Se nada fizermos em breve, será um processo muito rápido. Os croatas, que entraram na UE em 2013, estão apenas a 18% do poder de compra dos portugueses e os búlgaros a 32,5%.

É por isso que temos de nos questionar: o que é que fizeram os países que já nos ultrapassaram ou estão prestes a ultrapassar? Que reformas levaram a cabo os países bálticos, que desde 1995 quintuplicaram (Estónia e Lituânia) e quadruplicaram (Letónia) o seu PIB per capital? Como é que o gigante adormecido que dá pelo nome de Polónia (um país com a escala da Espanha) ou a Hungria (um país com a mesa escala de Portugal) têm tido taxas de crescimento claramente superiores às portuguesas?

Lamento desiludir mas os mais altos níveis de escolaridades não explicam tudo. É verdade, como o Expresso recordou aqui, que a percentagem da população com, pelo menos, ensino secundário é apenas de 52% — contra quase o dobro nos países de leste, com exceção da Roménia. Mas mesmos os romenos têm uma percentagem superior à nossa.

3 Há outras explicações claras que passam por uma muito maior competividade fiscal.
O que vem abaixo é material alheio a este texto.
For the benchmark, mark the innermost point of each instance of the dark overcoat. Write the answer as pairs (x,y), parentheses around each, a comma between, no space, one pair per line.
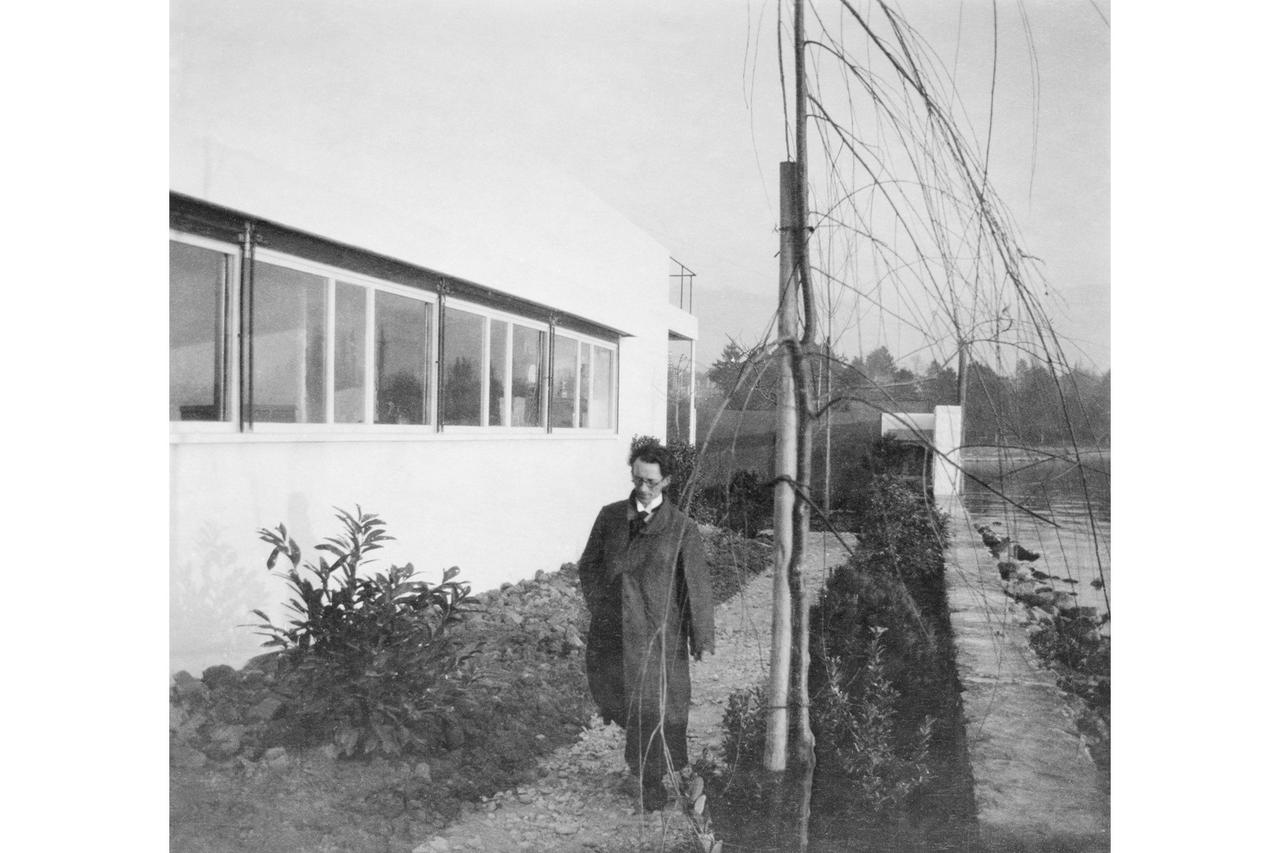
(650,605)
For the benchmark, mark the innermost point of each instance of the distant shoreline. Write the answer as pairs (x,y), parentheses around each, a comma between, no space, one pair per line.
(1048,455)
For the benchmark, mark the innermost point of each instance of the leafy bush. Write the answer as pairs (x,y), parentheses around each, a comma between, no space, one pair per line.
(900,532)
(883,761)
(366,661)
(744,726)
(858,600)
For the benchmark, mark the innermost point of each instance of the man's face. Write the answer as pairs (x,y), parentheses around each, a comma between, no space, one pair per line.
(648,480)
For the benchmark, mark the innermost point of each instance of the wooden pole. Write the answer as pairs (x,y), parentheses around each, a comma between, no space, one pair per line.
(784,496)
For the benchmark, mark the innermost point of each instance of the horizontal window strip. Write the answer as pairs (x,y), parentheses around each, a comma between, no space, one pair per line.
(200,218)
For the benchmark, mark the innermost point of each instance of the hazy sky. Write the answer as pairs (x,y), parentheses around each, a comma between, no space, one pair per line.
(671,113)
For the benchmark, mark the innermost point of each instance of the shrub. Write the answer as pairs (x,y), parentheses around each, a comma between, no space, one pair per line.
(366,661)
(744,726)
(743,505)
(859,600)
(882,757)
(900,532)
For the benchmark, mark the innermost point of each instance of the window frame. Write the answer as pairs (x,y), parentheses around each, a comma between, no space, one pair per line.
(236,347)
(575,428)
(231,342)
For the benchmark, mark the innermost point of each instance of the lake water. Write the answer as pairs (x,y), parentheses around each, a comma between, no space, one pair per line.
(1052,507)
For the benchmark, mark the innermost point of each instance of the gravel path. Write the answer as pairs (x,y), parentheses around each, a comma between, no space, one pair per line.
(581,801)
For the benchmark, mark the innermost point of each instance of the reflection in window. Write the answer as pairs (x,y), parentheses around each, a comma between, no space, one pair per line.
(197,334)
(602,389)
(402,328)
(563,381)
(498,366)
(528,370)
(288,346)
(348,355)
(462,356)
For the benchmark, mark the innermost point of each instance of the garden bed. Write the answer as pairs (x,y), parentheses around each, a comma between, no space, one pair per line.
(238,781)
(883,671)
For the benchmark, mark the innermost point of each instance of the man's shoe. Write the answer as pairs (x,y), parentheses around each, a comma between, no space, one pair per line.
(654,797)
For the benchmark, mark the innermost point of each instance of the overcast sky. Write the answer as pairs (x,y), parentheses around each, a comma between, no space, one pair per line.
(671,113)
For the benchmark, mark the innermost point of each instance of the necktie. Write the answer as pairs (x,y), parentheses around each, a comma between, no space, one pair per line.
(639,521)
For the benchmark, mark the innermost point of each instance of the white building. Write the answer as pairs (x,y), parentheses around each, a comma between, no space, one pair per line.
(458,341)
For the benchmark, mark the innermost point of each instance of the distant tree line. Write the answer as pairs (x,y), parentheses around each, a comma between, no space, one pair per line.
(1027,407)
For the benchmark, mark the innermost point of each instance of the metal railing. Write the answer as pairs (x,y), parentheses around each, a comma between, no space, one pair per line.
(680,290)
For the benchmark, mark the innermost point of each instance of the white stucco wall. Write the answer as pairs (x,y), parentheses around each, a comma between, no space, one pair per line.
(947,478)
(498,506)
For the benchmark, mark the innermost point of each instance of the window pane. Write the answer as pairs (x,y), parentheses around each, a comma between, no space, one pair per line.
(197,291)
(528,370)
(498,373)
(602,388)
(288,345)
(563,381)
(348,355)
(402,328)
(464,360)
(584,383)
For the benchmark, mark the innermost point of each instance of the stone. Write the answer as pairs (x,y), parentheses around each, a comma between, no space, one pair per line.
(277,758)
(263,662)
(187,757)
(266,708)
(1064,600)
(219,675)
(224,742)
(191,690)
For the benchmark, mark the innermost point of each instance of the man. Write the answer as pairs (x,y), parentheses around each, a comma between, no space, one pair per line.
(647,588)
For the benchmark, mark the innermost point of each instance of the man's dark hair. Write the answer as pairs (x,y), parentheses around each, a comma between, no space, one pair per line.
(653,454)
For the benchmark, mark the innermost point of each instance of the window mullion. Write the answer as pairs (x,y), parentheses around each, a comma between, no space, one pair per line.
(370,375)
(330,355)
(507,381)
(484,370)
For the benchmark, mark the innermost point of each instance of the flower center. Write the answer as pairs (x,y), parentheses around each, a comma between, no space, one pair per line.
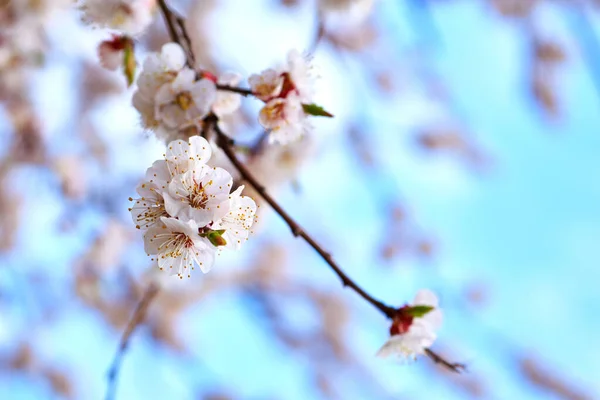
(177,244)
(184,100)
(198,197)
(275,112)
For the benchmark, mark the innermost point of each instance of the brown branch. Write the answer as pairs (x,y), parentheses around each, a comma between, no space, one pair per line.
(136,319)
(455,367)
(227,144)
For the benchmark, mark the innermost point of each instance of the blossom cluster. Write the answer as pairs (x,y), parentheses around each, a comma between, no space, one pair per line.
(285,92)
(173,99)
(188,211)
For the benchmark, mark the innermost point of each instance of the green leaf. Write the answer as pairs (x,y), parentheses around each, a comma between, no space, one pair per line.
(129,63)
(418,311)
(215,238)
(317,111)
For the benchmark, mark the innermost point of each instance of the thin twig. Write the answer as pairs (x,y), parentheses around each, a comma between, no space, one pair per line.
(136,319)
(227,145)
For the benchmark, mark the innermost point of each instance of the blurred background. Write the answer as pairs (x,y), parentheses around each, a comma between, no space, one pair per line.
(463,158)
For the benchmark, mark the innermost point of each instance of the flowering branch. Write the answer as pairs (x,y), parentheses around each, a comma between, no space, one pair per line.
(136,319)
(227,145)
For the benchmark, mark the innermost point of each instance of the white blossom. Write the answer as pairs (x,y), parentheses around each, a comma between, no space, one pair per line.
(178,247)
(184,101)
(187,209)
(127,16)
(285,118)
(238,220)
(110,55)
(150,206)
(301,75)
(416,333)
(158,69)
(200,194)
(267,84)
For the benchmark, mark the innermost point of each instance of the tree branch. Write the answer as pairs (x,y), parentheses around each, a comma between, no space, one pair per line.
(136,319)
(227,145)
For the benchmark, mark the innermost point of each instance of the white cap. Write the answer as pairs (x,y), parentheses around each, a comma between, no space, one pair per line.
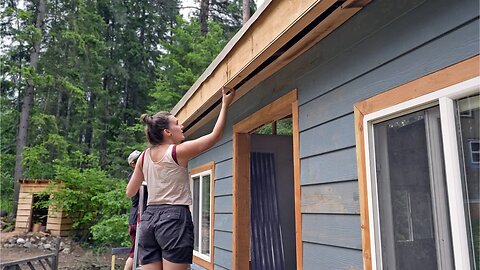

Seja a nível de IRC, de IRS, de IVA ou de qualquer outro imposto estruturante, Portugal só parece ser competitivo em atrair os reformados, prometendo-lhes (e cumprindo) um el dorado fiscal que irrita os países mais ricos. Para os residentes em Portugal, a política é outra: os rendimentos do trabalho são taxados em média em 41% — valor que sobe para os 47% se considerarmos o IVA, segundo o economista Abel Mateus. A média da OCDE é de 36%

Os países bálticos, como a Estónia, realizaram uma profunda reforma fiscal que lhes permitiu aplicar uma taxa única de 20% sobre o IRS, isentando os salários até 500 euros. Mas fizeram muito mais: baixaram igualmente a taxa de IRC, isentaram os lucros obtidos no estrangeiro por empresas nacionais e reduziram muito significativamente os impostos sobre a propriedade.

Tudo isto para atrair investimento direto estrangeiro — uma matéria que Portugal precisa da mão para a boca devido à descapitalização das nossas empresas e banca — e construir um ambiente muito mais friendly para os investidores e para o setor privado. Com tudo o que isso significa em termos de legislação para atrair investimento, como a laboral, e para combater a tradicional burocracia.

4 Esta não é uma receita milagrosa mas certamente que são soluções que têm mais hipóteses de sucesso do que aquelas que temos vindo a aplicar nos últimos anos. Aliás, com o Governo de António Costa fizemos totalmente o contrário — e com um orgulho que tem tanto de teimoso como de ineficiente.

Mal tomou posse, o Executivo socialista fez questão de reverter as privatizações da TAP, do Metro de Lisboa, da Carris e dos STCP, rasgou o acordo que tinha sido feito entre PSD e PS para baixar o IRC para níveis competitivos e aumentou significativamente a carga fiscal sobre a economia, entre outras medidas. Acresce a tudo isto um Governo que depende politicamente da extrema-esquerda do PCP e do Bloco de Esquerda — com tudo o que isso representa em termos de obstaculização de qualquer reforma digna desse nome.

Tudo isto afugentou ainda mais os investidores internacionais que, com a exceção do imobiliário, pouco capital têm aplicado no nosso país no setor secundário, por exemplo, para combatermos a nossa dependência do turismo. E sem investimento direto estrangeiro nunca sairemos da cepa torta. É por isso que António Costa reza para que a bazuca europeia chegue a Portugal o mais depressa possível.

Deste Governo, confesso, não espero nada. Este é um Executivo marcado pela política de devolução do rendimento aos funcionários públicos mas que nada fez em termos de reformas estruturais que para conseguir construir um futuro economicamente sustentável para todos os portugueses.

Vamos ter a vacina contra a Covid-19 já em janeiro, a economia vai finamente arrebitar a partir do 2.º ou do 3.º trimestre de 2021 mas algo me diz que, a continuar tudo como até aqui, continuaremos a ser pobretes e alegretes nos próximos longos anos.

Um Feliz Natal em segurança para todos os leitores.